完整报错如下:
Could not load library libcudnn_ops_infer.so.8. Error: libcudnn_ops_infer.so.8: cannot open shared object file: No such file or directory
--------------------------------------
C++ Traceback (most recent call last):
--------------------------------------
0 paddle::pybind::eager_api_gaussian(_object*, _object*, _object*)
1 gaussian_ad_func(paddle::experimental::IntArrayBase<paddle::Tensor>, float, float, int, phi::DataType, phi::Place)
2 paddle::experimental::gaussian(paddle::experimental::IntArrayBase<paddle::Tensor> const&, float, float, int, phi::DataType, phi::Place const&)
3 paddle::experimental::GetDeviceContextByBackend(paddle::experimental::Backend)

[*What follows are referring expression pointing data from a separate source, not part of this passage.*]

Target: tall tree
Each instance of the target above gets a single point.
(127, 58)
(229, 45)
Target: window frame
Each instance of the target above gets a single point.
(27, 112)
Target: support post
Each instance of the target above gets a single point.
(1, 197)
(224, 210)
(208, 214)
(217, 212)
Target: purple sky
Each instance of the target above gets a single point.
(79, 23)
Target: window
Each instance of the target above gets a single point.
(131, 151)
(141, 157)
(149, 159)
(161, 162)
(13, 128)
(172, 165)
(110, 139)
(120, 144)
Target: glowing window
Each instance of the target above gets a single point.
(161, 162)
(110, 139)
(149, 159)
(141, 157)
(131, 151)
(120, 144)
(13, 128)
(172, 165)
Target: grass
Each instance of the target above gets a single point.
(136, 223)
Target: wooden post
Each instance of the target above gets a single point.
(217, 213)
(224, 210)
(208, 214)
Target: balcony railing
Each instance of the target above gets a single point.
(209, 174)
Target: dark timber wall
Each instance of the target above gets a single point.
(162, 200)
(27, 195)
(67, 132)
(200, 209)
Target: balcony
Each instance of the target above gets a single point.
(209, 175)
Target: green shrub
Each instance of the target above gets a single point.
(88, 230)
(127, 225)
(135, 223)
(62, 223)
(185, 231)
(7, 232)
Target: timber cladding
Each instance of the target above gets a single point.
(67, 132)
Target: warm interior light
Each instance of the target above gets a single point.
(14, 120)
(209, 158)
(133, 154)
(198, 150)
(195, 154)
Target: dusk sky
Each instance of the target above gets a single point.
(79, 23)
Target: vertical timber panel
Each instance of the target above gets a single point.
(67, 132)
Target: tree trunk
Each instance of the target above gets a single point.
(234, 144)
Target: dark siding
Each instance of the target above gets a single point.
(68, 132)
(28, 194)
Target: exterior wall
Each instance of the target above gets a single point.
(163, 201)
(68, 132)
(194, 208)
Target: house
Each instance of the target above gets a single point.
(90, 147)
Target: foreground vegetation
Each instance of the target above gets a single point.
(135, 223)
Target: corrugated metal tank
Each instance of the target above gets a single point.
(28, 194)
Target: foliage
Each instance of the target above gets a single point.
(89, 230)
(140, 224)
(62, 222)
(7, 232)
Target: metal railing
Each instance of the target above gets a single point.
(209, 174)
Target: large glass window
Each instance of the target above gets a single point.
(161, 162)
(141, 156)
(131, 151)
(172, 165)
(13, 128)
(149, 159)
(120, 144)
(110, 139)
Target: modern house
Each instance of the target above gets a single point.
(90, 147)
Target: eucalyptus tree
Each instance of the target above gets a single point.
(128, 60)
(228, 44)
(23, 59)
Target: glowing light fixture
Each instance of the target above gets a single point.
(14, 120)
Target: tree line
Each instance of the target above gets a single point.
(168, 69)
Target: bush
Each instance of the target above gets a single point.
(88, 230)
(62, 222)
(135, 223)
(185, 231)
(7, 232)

4 paddle::experimental::DeviceContextPool::Get(phi::Place const&)
5 phi::DeviceContextPool::Get(phi::Place const&)
6 std::__future_base::_Deferred_state<std::thread::_Invoker<std::tuple<std::unique_ptr<phi::DeviceContext, std::default_delete<phi::DeviceContext> > (*)(phi::Place const&, bool, int), phi::Place, bool, int> >, std::unique_ptr<phi::DeviceContext, std::default_delete<phi::DeviceContext> > >::_M_complete_async()
7 std::__future_base::_State_baseV2::_M_do_set(std::function<std::unique_ptr<std::__future_base::_Result_base, std::__future_base::_Result_base::_Deleter> ()>*, bool*)
8 std::_Function_handler<std::unique_ptr<std::__future_base::_Result_base, std::__future_base::_Result_base::_Deleter> (), std::__future_base::_Task_setter<std::unique_ptr<std::__future_base::_Result<std::unique_ptr<phi::DeviceContext, std::default_delete<phi::DeviceContext> > >, std::__future_base::_Result_base::_Deleter>, std::thread::_Invoker<std::tuple<std::unique_ptr<phi::DeviceContext, std::default_delete<phi::DeviceContext> > (*)(phi::Place const&, bool, int), phi::Place, bool, int> >, std::unique_ptr<phi::DeviceContext, std::default_delete<phi::DeviceContext> > > >::_M_invoke(std::_Any_data const&)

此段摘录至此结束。